April 17, 2013 (KHARTOUM) – Sudan’s minister of Guidance and Endowments, Al-Fatih Taj El-sir, downplayed the existence of Christian proselytizing activities in the country while announcing that no new licenses for building churches will be issued.
- South Sudanese worshippers attend Sunday prayers in Baraka Parish church at Hajj Yusuf, on the outskirts of Khartoum, February 10, 2013 (Reuters)
The official, who spoke before the parliament on Wednesday, pointed out that no new churches have been established since the secession of South Sudan in July 2011 due to lack of worshipers and the growing number of abandoned churches.
He went on to say that there will be no need for new churches as the existing ones can accommodate worshipers but stressed that the freedom to worship is guaranteed in Sudan.
Since early 2013, Sudanese authorities have started scrutinizing the activities of Christian organizations in the country.

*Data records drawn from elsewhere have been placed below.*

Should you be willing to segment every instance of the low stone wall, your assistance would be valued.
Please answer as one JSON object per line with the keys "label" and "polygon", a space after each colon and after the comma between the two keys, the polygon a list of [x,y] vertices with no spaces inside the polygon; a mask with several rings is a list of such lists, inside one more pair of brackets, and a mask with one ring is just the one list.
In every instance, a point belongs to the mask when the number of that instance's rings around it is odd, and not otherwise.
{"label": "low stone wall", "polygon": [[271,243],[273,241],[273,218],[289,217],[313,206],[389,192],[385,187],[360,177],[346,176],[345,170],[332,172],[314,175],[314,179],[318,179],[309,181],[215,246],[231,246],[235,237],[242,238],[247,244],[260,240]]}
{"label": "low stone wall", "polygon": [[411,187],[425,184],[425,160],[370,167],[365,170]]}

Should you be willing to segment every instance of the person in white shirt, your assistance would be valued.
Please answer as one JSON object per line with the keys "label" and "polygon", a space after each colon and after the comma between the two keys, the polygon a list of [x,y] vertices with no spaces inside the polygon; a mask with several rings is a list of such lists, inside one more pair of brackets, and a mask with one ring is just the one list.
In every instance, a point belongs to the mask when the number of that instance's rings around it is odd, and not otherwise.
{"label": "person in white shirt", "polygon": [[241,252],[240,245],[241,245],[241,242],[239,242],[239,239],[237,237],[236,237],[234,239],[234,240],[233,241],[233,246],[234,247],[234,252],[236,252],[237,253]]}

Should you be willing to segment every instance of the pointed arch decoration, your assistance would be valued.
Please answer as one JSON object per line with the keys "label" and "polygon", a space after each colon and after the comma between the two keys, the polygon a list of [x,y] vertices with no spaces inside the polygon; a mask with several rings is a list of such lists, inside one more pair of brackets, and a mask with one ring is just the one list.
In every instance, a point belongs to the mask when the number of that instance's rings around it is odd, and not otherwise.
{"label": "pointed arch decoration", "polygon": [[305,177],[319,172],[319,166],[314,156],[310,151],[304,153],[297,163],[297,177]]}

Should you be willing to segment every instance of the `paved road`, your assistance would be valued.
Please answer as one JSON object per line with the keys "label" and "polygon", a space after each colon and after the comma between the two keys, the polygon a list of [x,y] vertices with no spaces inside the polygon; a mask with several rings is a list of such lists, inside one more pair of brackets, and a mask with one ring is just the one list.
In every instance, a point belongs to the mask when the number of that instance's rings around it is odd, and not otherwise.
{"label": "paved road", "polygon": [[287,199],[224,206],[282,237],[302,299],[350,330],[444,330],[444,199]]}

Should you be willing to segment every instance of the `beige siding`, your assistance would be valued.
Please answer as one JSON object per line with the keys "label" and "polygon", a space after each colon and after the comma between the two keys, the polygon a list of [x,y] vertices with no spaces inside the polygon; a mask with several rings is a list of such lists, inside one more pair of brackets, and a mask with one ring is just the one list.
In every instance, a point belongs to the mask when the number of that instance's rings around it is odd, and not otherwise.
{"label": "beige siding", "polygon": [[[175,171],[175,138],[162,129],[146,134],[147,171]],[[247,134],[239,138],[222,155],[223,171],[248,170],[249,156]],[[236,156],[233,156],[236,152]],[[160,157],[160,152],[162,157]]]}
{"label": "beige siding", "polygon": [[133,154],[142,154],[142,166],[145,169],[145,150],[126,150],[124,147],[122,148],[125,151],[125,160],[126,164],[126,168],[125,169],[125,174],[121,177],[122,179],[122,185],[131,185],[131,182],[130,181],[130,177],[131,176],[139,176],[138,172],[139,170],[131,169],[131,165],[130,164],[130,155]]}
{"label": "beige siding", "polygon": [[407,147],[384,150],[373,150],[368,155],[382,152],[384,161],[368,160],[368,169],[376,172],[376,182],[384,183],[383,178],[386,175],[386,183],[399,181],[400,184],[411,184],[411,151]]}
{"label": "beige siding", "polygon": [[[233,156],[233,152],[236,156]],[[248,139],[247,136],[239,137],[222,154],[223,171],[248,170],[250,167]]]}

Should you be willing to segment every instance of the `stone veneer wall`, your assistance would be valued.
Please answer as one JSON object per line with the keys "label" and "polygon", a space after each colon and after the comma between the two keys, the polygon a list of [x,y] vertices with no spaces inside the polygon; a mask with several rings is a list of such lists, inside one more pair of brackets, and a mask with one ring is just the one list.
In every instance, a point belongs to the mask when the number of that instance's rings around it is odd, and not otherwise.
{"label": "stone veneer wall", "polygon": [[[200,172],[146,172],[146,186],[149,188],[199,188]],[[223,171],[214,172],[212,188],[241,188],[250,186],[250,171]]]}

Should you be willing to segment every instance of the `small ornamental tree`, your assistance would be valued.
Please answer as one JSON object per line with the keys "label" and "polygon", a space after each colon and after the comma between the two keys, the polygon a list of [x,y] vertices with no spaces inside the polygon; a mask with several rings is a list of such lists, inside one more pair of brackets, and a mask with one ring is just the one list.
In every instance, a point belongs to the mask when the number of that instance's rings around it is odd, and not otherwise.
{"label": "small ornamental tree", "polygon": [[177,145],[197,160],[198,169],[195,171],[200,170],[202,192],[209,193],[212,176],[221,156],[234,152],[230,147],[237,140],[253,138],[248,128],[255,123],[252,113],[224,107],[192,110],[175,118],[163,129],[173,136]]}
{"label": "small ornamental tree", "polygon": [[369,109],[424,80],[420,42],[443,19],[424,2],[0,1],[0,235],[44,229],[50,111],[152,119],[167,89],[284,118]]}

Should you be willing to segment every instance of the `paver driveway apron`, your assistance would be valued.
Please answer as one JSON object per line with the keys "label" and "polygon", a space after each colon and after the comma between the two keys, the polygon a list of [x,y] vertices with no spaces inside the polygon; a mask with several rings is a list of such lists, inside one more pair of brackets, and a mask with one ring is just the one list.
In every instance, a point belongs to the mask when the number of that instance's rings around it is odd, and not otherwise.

Following the detention of a recent convert to Christianity and several Coptic Church representatives in December 2012, authorities have reportedly destroyed several churches in and around the Khartoum area.
A number of foreigners accused of proselytizing were also deported, while authorities conducted raids on a number of religious institutions, confiscating books to check on their content.

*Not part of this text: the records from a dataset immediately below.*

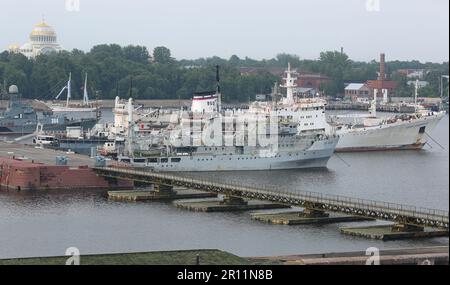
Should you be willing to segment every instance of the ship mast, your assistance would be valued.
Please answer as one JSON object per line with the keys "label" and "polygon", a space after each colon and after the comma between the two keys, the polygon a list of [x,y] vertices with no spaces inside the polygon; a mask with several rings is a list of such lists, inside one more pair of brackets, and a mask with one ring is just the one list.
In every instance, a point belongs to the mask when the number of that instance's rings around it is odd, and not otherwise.
{"label": "ship mast", "polygon": [[66,102],[66,107],[69,107],[69,101],[70,101],[70,97],[71,95],[71,81],[72,81],[72,72],[69,73],[69,81],[67,81],[67,102]]}
{"label": "ship mast", "polygon": [[414,85],[414,113],[417,113],[417,94],[419,93],[419,79],[416,79]]}
{"label": "ship mast", "polygon": [[220,76],[219,76],[219,65],[216,65],[216,95],[217,95],[217,112],[222,111],[222,94],[220,93]]}
{"label": "ship mast", "polygon": [[83,105],[87,106],[89,105],[89,96],[88,96],[88,92],[87,92],[87,72],[86,72],[86,77],[84,79],[84,90],[83,90]]}
{"label": "ship mast", "polygon": [[288,70],[286,71],[285,84],[281,85],[281,87],[286,88],[286,99],[285,104],[293,104],[294,103],[294,88],[297,87],[296,81],[297,78],[293,75],[295,72],[291,71],[291,63],[288,63]]}

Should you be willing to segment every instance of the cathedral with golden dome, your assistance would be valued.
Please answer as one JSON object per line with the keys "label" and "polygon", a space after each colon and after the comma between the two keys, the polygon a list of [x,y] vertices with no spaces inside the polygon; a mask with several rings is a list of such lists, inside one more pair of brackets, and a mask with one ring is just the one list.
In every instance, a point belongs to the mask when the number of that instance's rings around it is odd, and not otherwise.
{"label": "cathedral with golden dome", "polygon": [[10,52],[22,53],[28,58],[34,58],[40,54],[48,54],[61,51],[62,47],[57,42],[55,30],[45,20],[34,26],[30,33],[29,42],[24,45],[10,45]]}

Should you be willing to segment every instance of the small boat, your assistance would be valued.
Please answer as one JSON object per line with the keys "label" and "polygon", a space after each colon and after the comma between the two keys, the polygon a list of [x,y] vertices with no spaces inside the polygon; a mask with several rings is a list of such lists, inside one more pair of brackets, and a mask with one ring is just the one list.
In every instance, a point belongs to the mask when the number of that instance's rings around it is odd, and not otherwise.
{"label": "small boat", "polygon": [[51,135],[37,135],[33,138],[33,144],[42,146],[57,145],[58,139],[55,136]]}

Several church-affiliated institutions such as orphanages or schools have also been closed, according to the Geneva-based World Council of Churches, a global ecumenical church body.

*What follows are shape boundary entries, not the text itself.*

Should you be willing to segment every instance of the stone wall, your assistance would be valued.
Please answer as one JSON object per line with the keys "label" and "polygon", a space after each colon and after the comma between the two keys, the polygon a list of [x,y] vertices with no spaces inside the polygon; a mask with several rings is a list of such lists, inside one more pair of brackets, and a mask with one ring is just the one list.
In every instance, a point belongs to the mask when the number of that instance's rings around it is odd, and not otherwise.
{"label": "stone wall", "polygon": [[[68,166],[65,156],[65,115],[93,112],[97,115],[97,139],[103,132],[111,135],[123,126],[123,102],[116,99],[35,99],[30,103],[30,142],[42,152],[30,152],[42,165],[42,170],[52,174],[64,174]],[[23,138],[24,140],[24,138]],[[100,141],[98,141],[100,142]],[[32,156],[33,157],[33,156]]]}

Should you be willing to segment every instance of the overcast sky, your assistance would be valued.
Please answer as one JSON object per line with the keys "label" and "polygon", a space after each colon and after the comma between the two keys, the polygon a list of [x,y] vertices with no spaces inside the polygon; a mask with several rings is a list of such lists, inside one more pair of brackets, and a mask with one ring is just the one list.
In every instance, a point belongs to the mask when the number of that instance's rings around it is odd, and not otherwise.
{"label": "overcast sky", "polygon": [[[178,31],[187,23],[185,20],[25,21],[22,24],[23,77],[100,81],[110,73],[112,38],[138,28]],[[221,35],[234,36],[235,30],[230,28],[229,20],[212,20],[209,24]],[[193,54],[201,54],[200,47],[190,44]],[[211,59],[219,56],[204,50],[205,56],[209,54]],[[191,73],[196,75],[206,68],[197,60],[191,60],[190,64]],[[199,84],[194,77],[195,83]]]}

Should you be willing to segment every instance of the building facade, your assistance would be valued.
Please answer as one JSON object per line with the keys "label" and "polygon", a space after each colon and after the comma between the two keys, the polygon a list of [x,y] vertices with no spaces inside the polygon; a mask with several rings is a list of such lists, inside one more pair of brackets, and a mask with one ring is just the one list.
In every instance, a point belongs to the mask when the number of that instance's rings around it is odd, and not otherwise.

In April 2012, a violent crowd ransacked the compound of a Presbyterian church in Khartoum, burning Bibles and looting the buildings.
In a separate incident last June, bulldozers sent by officials from the ministry of planning and housing destroyed two church buildings belonging to the St John Episcopal Church in Khartoum, claiming worshippers lacked a permit to occupy the land.
Sudanese officials including president Bashir made it clear that following South Sudan’s independence the upcoming constitution will be "100% Islamic" but opposition parties say that this is a cover for oppressive laws.
Some critics assert that the separation of Sudan into north and south in July 2011 was in part a result of Khartoum’s insistence on Islamic law.